- University: University of Pikeville
- Association: NAIA
- Conference: AAC (primary)
- Athletic director: Corey Fipps
- Location: Pikeville, Kentucky
- Varsity teams: 25 (11 men's, 10 women's, 4 co-ed)
- Football stadium: Hambley Athletic Complex
- Basketball arena: Appalachian Wireless Arena
- Baseball stadium: Johnnie Lemaster Field
- Softball stadium: Paul Butcher Field
- Soccer field: Bob Amos Complex
- Nickname: Bears
- Colors: Orange and black
- Website: upikebears.com

= Pikeville Bears =

Sports teams of the University of Pikeville in Kentucky

The Pikeville Bears, also the UPike Bears (stylized as "UPIKE"), are the athletic teams that represent the University of Pikeville, located in Pikeville, Kentucky, in intercollegiate sports as a member of the National Association of Intercollegiate Athletics (NAIA), primarily competing in the Appalachian Athletic Conference (AAC) since the 2023–24 academic year. The Bears previously competed in the Kentucky Intercollegiate Athletic Conference (KIAC).

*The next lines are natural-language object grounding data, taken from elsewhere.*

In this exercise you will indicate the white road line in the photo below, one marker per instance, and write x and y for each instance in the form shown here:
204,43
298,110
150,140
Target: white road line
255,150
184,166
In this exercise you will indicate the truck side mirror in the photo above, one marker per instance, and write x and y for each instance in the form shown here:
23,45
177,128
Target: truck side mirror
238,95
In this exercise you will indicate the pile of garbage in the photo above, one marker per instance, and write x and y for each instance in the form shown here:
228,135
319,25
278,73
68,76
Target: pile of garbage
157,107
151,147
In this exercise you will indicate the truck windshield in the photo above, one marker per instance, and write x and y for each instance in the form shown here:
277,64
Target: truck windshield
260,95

They have been known as the River States Conference (RSC) since the 2016–17 school year) from 1958–59 to 1999–2000. More recently, the Bears competed in the Mid-South Conference from 2000–2001 to 2022–2023.

== Conference affiliations ==
NAIA
- Kentucky Intercollegiate Athletic Conference (1958–2000)
- Mid-South Conference (2000–2023)
- Appalachian Athletic Conference (2023–present)

==Varsity teams==
UPike competes in the following intercollegiate varsity sports:

| Men's sports | Women's sports |
| Baseball | Basketball |
| Basketball | Bowling |
| Bowling | Cross country |
| Cross country | Golf |
| Football | Soccer |
| Golf | Softball |
| Soccer | Swimming |
| Swimming | Tennis |
| Tennis | Track and field |
| Track and field | Volleyball |
| Wrestling |  |
Co-ed sports
Archery
Bass fishing
Esports

==Accomplishments==
Pikeville athletics have won numerous conference championships and three national championships: two in women's bowling in 2004 and 2008 and a NAIA Division I men's basketball championship in 2011.